Panasonic North America chairman and CEO Yoshi Yamada is quoted in this month’s “Memory Lane” as predicting the death of the set-top box.
Such predictions are nothing new. What’s new is that several prerequisites for eliminating set-tops are gradually, finally, being fulfilled, among them the widening commercial deployment of STBs with separable security schemes and the growing acceptance of tru2way (the former OCAP).
Together, these factors make it technologically and politically feasible for consumer electronics dealers, including LG, Samsung, Yamada’s Panasonic, and recently Sony, to conceive of, design and build TV sets that incorporate the functionality of the set-top.
The question is, when will market conditions be ripe for that type of product? Adoption of tru2way among MSOs is still in its beginning stages, and the optimal manifestation of security technology – CableCards? DCAS? DRM? – is far from settled.
Yet cable operators have always wanted to remove all that set-top inventory from their books, and if that means getting rid of set-tops entirely, well, alright.

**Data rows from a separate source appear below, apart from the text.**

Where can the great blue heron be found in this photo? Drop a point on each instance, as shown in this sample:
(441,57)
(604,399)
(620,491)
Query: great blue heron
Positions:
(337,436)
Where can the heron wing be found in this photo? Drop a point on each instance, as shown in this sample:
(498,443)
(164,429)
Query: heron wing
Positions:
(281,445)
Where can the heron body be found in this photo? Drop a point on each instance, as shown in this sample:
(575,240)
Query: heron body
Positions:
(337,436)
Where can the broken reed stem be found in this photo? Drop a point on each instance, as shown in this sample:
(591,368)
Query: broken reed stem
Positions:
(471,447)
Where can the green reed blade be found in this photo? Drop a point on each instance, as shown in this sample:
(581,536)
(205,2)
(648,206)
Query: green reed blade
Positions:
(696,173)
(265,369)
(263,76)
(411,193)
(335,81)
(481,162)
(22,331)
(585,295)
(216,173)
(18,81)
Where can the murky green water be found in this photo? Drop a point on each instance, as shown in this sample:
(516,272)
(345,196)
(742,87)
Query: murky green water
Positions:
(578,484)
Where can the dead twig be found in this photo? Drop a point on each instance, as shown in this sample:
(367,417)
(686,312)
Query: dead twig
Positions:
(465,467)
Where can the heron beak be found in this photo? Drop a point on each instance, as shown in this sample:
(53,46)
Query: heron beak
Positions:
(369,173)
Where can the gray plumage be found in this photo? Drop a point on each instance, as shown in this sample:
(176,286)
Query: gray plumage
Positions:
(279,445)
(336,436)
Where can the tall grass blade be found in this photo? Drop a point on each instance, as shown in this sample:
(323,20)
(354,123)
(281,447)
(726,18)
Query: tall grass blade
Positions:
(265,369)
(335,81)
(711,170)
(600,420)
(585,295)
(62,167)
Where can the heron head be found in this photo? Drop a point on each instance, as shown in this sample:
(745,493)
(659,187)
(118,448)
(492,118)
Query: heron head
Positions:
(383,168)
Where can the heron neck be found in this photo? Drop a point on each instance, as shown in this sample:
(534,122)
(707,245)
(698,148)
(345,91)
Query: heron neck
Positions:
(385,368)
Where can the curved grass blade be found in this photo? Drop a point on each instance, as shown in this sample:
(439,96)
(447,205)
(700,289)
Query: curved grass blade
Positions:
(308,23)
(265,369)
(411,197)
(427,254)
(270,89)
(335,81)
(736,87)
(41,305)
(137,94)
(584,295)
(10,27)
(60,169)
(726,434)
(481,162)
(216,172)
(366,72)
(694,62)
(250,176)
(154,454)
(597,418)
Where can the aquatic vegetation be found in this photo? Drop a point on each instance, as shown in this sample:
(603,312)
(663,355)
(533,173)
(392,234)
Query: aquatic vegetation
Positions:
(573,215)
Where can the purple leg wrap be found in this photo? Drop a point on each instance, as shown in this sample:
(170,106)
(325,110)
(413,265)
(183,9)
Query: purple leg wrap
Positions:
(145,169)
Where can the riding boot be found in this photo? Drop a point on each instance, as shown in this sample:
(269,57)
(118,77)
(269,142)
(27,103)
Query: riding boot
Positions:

The obstacle has always been the Motorola-Cisco duopoly. The cable industry has been explicit in its desire to break the duopoly, but hadn’t the means. In reporting on the DCAS story that begins on page 20, the depth of antipathy against the duopoly revealed in off-the-record comments by many people not quoted in the article was eye-opening.
As a practical matter, changes as profound as eliminating the STB always take more time than one imagines. On the other hand, the rest of the cable industry is incredibly eager to get out from under Motorola’s and Cisco’s thumbs. So maybe this is one change that might happen faster than expected.